Le “corridor Trump”, dont les détails n’ont pas été intégralement rendus publics, viserait à relier directement l’Azerbaïdjan à son enclave du Nakhitchevan en traversant une portion du territoire arménien. Il s’inscrit dans un processus de paix plus large entre Erevan et Bakou, après des décennies de conflit autour du Haut-Karabakh et de ses environs.
Un haut diplomate azerbaïdjanais a toutefois souligné samedi que ce projet n’était qu’une étape dans les négociations et que l’accord final entre les deux pays n’avait pas encore été conclu. Selon lui, le principal obstacle restant est la nécessité pour l’Arménie de modifier sa constitution, une réforme que le Premier ministre Nikol Pashinyan a déjà soumise à un vote national.
L’Iran, qui partage une frontière avec l’Arménie et l’Azerbaïdjan, n’a pas précisé comment il entendrait concrètement s’opposer au corridor, mais Téhéran s’est toujours montré hostile à toute réorganisation des routes commerciales et d’influence dans le Caucase qui pourrait réduire son rôle stratégique. Les analystes restent prudents, relevant qu’il est difficile de savoir si la menace iranienne relève de la rhétorique politique ou d’une réelle capacité d’action.

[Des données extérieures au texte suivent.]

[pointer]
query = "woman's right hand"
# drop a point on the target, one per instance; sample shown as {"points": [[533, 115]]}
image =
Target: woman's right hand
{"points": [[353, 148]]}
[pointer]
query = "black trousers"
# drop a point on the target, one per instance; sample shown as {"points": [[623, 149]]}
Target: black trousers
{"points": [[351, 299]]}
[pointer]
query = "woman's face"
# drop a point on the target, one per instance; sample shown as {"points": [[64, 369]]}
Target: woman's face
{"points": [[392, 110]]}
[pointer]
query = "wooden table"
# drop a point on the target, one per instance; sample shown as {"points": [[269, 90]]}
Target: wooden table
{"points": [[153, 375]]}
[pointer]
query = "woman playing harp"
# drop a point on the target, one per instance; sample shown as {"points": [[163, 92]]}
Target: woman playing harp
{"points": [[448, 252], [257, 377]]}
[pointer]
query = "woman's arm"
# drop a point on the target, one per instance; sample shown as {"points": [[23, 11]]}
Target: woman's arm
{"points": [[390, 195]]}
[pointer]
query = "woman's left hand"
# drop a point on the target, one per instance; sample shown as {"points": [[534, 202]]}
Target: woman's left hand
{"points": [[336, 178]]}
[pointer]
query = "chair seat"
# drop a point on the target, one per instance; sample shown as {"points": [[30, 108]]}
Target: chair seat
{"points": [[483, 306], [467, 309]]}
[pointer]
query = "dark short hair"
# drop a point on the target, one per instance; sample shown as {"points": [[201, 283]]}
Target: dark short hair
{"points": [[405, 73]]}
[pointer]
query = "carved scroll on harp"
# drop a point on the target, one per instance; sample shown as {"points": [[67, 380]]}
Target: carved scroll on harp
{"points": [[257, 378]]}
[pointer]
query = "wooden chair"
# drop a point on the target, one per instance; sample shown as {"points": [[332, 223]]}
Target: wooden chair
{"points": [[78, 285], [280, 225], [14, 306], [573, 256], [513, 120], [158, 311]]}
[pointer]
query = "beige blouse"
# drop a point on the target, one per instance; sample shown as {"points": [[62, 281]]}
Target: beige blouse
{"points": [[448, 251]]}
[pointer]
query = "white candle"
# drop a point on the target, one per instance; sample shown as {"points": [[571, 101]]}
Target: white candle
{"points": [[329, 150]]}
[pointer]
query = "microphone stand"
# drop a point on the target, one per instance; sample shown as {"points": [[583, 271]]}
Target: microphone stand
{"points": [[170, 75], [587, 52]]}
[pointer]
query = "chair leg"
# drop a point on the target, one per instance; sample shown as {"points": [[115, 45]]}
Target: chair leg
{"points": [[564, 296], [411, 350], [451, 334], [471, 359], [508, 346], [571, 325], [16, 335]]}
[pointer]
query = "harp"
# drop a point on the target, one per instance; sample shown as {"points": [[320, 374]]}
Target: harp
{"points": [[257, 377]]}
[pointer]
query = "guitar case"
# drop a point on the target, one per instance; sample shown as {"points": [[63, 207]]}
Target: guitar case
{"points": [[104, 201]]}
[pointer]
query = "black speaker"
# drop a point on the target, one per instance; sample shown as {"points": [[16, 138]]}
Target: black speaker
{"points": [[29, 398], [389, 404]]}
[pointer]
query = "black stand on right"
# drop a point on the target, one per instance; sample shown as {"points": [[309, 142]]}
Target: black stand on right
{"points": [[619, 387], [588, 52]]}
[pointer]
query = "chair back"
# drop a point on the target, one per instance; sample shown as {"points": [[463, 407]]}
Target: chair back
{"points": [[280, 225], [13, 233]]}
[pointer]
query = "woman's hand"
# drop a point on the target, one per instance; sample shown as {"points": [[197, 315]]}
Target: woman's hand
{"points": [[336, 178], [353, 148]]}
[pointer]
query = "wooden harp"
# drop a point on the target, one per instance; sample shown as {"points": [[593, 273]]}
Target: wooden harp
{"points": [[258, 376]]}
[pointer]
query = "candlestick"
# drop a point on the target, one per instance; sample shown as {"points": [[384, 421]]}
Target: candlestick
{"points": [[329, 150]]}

Le plan américain, signé vendredi à Washington lors d’une cérémonie en présence de Trump, du président azerbaïdjanais Ilham Aliyev et du Premier ministre arménien Nikol Pashinyan, avait été présenté comme un “tournant historique” par ses promoteurs. Mais les réactions de l’Iran montrent que les enjeux géopolitiques régionaux restent vifs, et que tout accord pourrait se heurter à des résistances extérieures avant de produire ses effets sur le terrain.